I could almost imagine that a needed mandrel might flex enough to require something akin to a single-point rolling operation, which I've never heard of, since a substantial length of threading is often applied, or more likely that the ID of the tube might end up out of spec (oversized) from the rolling operation.
I can't recall having ever seen a steerer that appeared to have rolled threads, but have noticed that new ones always look to have cut threads.
And, if any maker did use rolled threads on a steerer, you would think that they would tout this in their marketing, as it would likely have been costly to accomplish. But then, they would have to be able to say that they also rolled or formed the flat or groove, so as to be seen as consistent in whatever argument for rolled threads that they put forth.
So, in the well-remembered words of my enthusiastic high school trigonometry instructor Mr.
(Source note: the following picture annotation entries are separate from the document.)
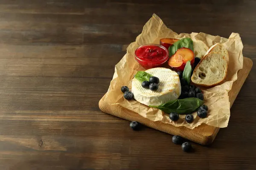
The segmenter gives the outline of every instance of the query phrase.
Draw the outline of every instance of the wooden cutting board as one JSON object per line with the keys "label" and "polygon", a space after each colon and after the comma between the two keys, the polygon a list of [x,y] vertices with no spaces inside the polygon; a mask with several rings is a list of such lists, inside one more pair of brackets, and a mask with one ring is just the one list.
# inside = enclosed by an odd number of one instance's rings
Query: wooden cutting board
{"label": "wooden cutting board", "polygon": [[[248,76],[252,66],[253,62],[251,60],[244,57],[243,68],[239,71],[238,79],[234,82],[232,89],[228,93],[230,107]],[[220,129],[218,128],[206,124],[202,124],[193,129],[190,129],[184,127],[175,127],[160,121],[153,122],[142,117],[135,112],[123,109],[120,106],[110,105],[107,102],[103,102],[103,99],[105,96],[106,94],[99,101],[99,108],[103,112],[130,121],[138,121],[149,127],[172,135],[179,135],[201,144],[207,145],[212,142]]]}

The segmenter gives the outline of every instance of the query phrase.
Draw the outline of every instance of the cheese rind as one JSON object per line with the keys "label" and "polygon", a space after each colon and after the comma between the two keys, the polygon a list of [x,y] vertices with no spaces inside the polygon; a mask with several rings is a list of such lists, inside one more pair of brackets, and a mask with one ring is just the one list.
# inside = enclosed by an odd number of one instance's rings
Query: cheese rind
{"label": "cheese rind", "polygon": [[158,77],[160,80],[159,88],[156,91],[144,88],[141,86],[141,82],[134,78],[131,91],[137,101],[148,106],[159,105],[179,97],[181,87],[176,72],[163,68],[151,68],[145,72]]}

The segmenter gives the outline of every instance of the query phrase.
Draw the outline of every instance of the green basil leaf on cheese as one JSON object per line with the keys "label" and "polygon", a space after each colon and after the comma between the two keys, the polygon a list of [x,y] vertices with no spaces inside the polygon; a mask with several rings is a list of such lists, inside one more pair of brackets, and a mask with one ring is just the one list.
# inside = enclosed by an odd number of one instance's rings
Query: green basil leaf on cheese
{"label": "green basil leaf on cheese", "polygon": [[182,47],[189,48],[194,52],[194,45],[192,40],[190,38],[184,38],[173,43],[172,45],[169,47],[169,56],[174,54],[178,49]]}
{"label": "green basil leaf on cheese", "polygon": [[204,104],[204,101],[195,97],[171,100],[159,106],[149,106],[157,108],[167,113],[177,112],[180,114],[190,113]]}
{"label": "green basil leaf on cheese", "polygon": [[148,73],[143,71],[138,71],[135,74],[135,78],[140,82],[144,81],[149,81],[149,78],[153,76]]}
{"label": "green basil leaf on cheese", "polygon": [[183,74],[182,74],[182,78],[183,78],[186,79],[186,81],[189,85],[190,82],[190,78],[191,78],[191,72],[192,72],[192,67],[190,64],[190,61],[187,62],[183,71]]}

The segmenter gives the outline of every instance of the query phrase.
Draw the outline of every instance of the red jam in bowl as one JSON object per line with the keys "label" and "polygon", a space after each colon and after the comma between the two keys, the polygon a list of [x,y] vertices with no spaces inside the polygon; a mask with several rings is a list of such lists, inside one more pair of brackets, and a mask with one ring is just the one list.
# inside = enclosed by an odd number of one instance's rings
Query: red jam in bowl
{"label": "red jam in bowl", "polygon": [[164,46],[146,44],[135,50],[135,59],[145,69],[158,67],[167,61],[169,52]]}

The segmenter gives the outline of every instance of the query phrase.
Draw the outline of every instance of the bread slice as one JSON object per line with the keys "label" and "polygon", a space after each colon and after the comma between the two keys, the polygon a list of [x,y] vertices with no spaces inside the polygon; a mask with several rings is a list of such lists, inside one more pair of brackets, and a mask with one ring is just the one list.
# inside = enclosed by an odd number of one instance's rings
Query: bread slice
{"label": "bread slice", "polygon": [[226,60],[228,64],[229,61],[228,53],[227,51],[227,49],[222,44],[217,43],[212,45],[208,51],[207,51],[205,55],[208,54],[209,53],[211,52],[220,53],[224,56],[225,60]]}
{"label": "bread slice", "polygon": [[225,56],[220,53],[211,52],[195,68],[191,80],[194,83],[204,86],[217,85],[226,78],[227,66]]}

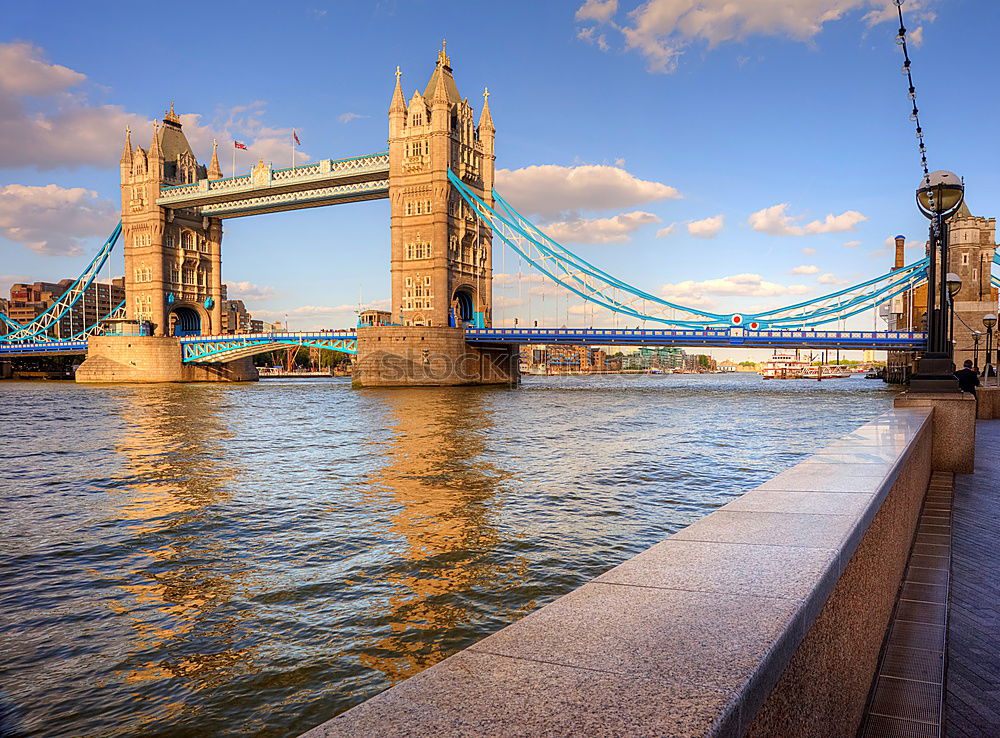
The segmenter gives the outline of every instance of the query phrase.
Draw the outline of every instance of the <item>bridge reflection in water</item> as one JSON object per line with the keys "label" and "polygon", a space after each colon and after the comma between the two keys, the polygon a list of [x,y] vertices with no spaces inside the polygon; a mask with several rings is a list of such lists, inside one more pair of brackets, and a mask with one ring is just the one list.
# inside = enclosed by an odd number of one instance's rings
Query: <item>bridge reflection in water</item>
{"label": "bridge reflection in water", "polygon": [[893,396],[817,384],[0,383],[46,430],[5,426],[0,683],[29,732],[298,735]]}

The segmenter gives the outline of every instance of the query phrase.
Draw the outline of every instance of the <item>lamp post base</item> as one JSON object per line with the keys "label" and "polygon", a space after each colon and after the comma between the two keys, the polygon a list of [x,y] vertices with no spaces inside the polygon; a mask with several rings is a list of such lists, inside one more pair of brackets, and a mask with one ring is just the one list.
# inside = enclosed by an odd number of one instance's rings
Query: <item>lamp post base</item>
{"label": "lamp post base", "polygon": [[917,361],[917,372],[910,377],[911,393],[961,392],[955,363],[948,354],[924,354]]}

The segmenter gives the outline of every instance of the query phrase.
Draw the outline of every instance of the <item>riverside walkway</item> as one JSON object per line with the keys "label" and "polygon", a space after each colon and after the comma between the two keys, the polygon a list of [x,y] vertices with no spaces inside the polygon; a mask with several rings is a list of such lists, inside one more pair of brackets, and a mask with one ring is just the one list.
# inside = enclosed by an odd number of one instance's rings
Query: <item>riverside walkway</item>
{"label": "riverside walkway", "polygon": [[1000,422],[973,474],[935,472],[886,632],[862,738],[1000,735]]}
{"label": "riverside walkway", "polygon": [[976,426],[976,471],[955,476],[944,734],[1000,734],[1000,422]]}

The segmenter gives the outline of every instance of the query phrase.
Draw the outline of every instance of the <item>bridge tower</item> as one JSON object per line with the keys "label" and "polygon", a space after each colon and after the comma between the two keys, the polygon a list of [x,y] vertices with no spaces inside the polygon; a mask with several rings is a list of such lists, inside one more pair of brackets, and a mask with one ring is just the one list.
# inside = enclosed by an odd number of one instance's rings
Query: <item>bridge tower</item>
{"label": "bridge tower", "polygon": [[444,43],[422,94],[406,102],[400,76],[397,67],[389,106],[393,322],[489,327],[492,232],[448,181],[451,169],[493,204],[496,129],[489,92],[476,124]]}
{"label": "bridge tower", "polygon": [[222,221],[156,204],[160,188],[222,176],[218,153],[199,164],[174,113],[153,124],[149,149],[125,133],[121,157],[122,239],[128,317],[154,334],[219,333],[222,327]]}
{"label": "bridge tower", "polygon": [[[973,358],[972,331],[984,332],[983,316],[997,312],[997,290],[990,282],[996,248],[996,219],[974,216],[963,203],[948,221],[948,271],[962,279],[962,288],[955,296],[958,366]],[[979,348],[986,348],[985,340],[980,341]],[[982,355],[979,361],[980,366],[985,363]]]}
{"label": "bridge tower", "polygon": [[389,105],[392,319],[360,326],[356,387],[514,384],[518,352],[466,343],[468,327],[493,320],[493,233],[454,191],[451,170],[493,204],[489,92],[479,123],[458,93],[444,43],[423,93]]}

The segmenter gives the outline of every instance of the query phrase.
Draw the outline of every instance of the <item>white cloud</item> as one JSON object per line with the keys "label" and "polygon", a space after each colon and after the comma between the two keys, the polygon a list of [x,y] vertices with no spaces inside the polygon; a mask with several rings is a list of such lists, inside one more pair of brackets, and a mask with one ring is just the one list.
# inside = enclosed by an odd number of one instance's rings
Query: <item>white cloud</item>
{"label": "white cloud", "polygon": [[0,44],[0,92],[53,95],[83,82],[86,75],[45,60],[42,49],[25,41]]}
{"label": "white cloud", "polygon": [[619,167],[541,164],[499,169],[497,190],[526,215],[565,218],[579,210],[613,210],[681,197],[670,185],[639,179]]}
{"label": "white cloud", "polygon": [[868,220],[857,210],[845,210],[840,215],[831,213],[823,220],[814,220],[802,226],[795,223],[796,220],[801,220],[802,216],[785,215],[787,207],[788,203],[783,202],[758,210],[747,219],[747,223],[755,231],[772,236],[809,236],[852,231],[858,223]]}
{"label": "white cloud", "polygon": [[0,186],[0,236],[40,254],[79,256],[82,239],[106,238],[118,207],[82,187]]}
{"label": "white cloud", "polygon": [[809,288],[805,285],[783,285],[777,282],[768,282],[759,274],[733,274],[719,279],[707,279],[703,282],[687,280],[676,284],[665,284],[659,290],[660,296],[678,302],[706,295],[775,297],[778,295],[803,295],[807,292],[809,292]]}
{"label": "white cloud", "polygon": [[[125,127],[133,145],[148,148],[152,120],[118,105],[91,103],[80,86],[85,75],[49,63],[37,46],[0,43],[0,169],[41,170],[95,166],[114,168],[121,155]],[[266,126],[266,105],[254,102],[221,111],[208,122],[196,113],[180,116],[191,148],[207,162],[212,139],[222,148],[222,165],[231,166],[232,139],[248,144],[238,151],[237,169],[245,171],[263,157],[275,166],[291,163],[291,128]],[[297,152],[296,161],[309,155]]]}
{"label": "white cloud", "polygon": [[[620,31],[627,49],[638,51],[651,72],[669,73],[677,68],[684,50],[693,42],[709,48],[753,35],[787,36],[808,42],[824,25],[849,13],[868,10],[868,26],[892,20],[894,10],[886,0],[646,0],[629,12],[628,22],[611,20],[617,3],[587,0],[577,10],[577,20],[608,24]],[[926,3],[913,0],[912,13]],[[923,13],[920,17],[933,20]]]}
{"label": "white cloud", "polygon": [[821,274],[818,277],[816,277],[816,281],[819,282],[820,284],[833,284],[833,285],[840,285],[840,286],[845,285],[845,284],[850,284],[850,282],[848,280],[846,280],[846,279],[837,279],[837,277],[835,277],[834,275],[830,274],[829,272],[827,272],[826,274]]}
{"label": "white cloud", "polygon": [[549,223],[542,230],[560,243],[627,243],[634,231],[659,222],[652,213],[636,210],[610,218],[577,218]]}
{"label": "white cloud", "polygon": [[592,26],[589,28],[581,28],[576,32],[576,37],[581,41],[595,44],[601,51],[609,51],[611,49],[611,46],[608,44],[608,37],[603,33],[597,33]]}
{"label": "white cloud", "polygon": [[226,282],[226,294],[230,300],[243,300],[252,302],[254,300],[266,300],[277,294],[274,287],[269,285],[258,285],[253,282]]}
{"label": "white cloud", "polygon": [[722,230],[722,221],[721,215],[691,221],[688,223],[688,233],[697,238],[715,238]]}
{"label": "white cloud", "polygon": [[618,12],[618,0],[586,0],[576,11],[578,21],[597,21],[607,23]]}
Kutnohorsky (or "Cut", as the hipsters referred to him), when referring to the use of any less-than-simplest approach to solving trig problems, "It's a nightmare".
Cheap department store bikes used them, and Steve at Bilenky seems to have some nicer ones - which you didn't believe. I have seen cheap steerers that are barely round and looked like some process far from a lathe was involved.
I'm coming into this "conflict" late, but you should consider that there is probably a good reason a lot of people think that some threads are rolled. It isn't because they all took tours of bike factories, or had rolling machines at the bike shop. Most shop employees wouldn't even consider that something threaded get that way in a process different than the frame prep tools they are familiar with. So if the rolled thread thing is a complete fabrication, who came up with it and why?
I believe that rolled threads were likely at some point because of what little I know about industrial processes prior to CNC - stamping and forming were much preferred for most of the 20th century because they tended to strengthen cheap steel and was much easier on the tooling. Now we think of everything being cut out of blocks of billet, but in decades past those types of machine operations were avoided.